Nine weeks ago, The Brooklyn Brewery’s brewmaster, Garrett Oliver, visited the Schneider brewery in Germany to brew Schneider-Brooklyner Hopfen-Weisse, the first half of this ground-breaking collaboration. This was essentially the same beer, but heavily dry-hopped with the Hallertauer Saphir variety of hop, grown in the fields near Kelheim. “Essentially,” said Oliver, “I brewed a beer in Germany to celebrate Schneider’s hop terroir, and now Hans-Peter is brewing a beer in Brooklyn to celebrate our hop terroir.” Garrett noted that this was the Schneider brewery’s first collaboration in its 400-year history. The bottle-conditioned Schneider-Brooklyner Hopfen-Weisse will be released on July 16th.

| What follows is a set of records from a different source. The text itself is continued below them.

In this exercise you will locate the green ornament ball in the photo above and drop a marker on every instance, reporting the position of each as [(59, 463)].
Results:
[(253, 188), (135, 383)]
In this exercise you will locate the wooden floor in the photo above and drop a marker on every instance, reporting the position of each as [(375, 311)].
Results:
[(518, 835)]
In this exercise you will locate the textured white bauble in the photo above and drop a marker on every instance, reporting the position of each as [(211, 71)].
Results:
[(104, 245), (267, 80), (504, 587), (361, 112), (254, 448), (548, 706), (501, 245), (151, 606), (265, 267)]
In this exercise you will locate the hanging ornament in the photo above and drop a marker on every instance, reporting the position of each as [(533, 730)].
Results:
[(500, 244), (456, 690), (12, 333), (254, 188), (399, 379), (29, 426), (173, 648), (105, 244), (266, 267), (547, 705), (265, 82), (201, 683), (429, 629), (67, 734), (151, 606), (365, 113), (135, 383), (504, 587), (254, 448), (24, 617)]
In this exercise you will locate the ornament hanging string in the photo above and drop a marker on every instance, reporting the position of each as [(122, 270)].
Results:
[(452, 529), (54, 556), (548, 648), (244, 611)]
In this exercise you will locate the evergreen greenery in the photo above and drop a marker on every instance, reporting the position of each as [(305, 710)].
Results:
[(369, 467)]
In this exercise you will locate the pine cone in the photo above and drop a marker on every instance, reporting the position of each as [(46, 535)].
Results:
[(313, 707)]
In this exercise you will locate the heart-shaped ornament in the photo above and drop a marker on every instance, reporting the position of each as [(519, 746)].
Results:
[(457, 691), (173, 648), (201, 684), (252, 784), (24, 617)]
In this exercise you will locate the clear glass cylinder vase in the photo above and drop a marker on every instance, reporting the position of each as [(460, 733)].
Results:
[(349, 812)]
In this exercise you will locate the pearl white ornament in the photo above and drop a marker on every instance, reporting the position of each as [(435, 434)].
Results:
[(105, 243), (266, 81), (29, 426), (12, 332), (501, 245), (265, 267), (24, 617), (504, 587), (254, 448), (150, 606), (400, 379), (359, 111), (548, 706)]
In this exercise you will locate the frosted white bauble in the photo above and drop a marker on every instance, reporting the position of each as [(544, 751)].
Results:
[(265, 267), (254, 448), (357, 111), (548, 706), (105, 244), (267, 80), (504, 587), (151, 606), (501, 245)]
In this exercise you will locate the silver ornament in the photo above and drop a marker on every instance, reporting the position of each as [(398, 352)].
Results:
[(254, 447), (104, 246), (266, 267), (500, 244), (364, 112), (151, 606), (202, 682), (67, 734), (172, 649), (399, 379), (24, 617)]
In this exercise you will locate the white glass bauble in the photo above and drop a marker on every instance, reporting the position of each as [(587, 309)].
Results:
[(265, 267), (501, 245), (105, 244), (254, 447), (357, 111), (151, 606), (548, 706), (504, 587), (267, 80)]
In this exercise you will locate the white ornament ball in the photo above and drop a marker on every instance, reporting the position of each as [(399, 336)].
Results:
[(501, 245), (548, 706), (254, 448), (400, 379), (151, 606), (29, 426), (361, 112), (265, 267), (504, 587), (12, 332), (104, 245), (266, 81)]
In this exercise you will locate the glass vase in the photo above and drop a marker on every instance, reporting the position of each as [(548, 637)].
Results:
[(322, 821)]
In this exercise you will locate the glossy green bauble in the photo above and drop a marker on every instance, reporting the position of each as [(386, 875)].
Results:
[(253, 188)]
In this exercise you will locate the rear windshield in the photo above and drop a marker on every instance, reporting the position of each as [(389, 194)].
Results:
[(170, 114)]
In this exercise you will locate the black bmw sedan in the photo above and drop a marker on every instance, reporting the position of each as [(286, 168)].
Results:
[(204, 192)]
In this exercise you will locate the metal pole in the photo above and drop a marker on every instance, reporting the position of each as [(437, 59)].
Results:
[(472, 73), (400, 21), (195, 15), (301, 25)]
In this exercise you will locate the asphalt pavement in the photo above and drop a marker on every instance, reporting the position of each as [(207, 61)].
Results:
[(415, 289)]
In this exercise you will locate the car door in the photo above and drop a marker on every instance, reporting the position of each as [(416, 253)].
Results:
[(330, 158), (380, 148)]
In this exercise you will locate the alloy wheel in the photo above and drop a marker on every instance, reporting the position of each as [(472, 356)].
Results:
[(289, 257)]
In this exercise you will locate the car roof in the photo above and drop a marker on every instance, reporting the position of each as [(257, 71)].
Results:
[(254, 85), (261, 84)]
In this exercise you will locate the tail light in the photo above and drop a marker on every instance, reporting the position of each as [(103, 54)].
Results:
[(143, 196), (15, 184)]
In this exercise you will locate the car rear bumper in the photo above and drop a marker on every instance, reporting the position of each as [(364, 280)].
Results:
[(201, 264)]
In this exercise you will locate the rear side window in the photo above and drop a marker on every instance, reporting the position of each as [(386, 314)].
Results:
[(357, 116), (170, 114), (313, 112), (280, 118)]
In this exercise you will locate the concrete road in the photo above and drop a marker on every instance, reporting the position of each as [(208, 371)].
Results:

This collaboration grew out of the ten-year friendship between brewmasters Oliver and Drexler. Oliver had long admired the flavor and balance of Schneider’s wheat beers and Drexler had fallen in love with exuberant American hop aromatics on his several previous visits to The Brooklyn Brewery. The Schneider brewery brews only wheat beers, which are normally lightly hopped. When they decided to collaborate on these beers, both brewmasters immediately decided that the beers should be a celebration of hops. Both beers will be deep hazy gold with orange highlights, intense floral and citrus hop aromatics, snappy hop bitterness, and sweet fruit flavors imparted by the special yeast strain. The difference in the dry-hopping will deliver a different hop character to each of the beers. Says Drexler, “We did this collaboration in order to learn some things and to create some nice new beers, maybe even a new beer style. And, more importantly, to have fun.”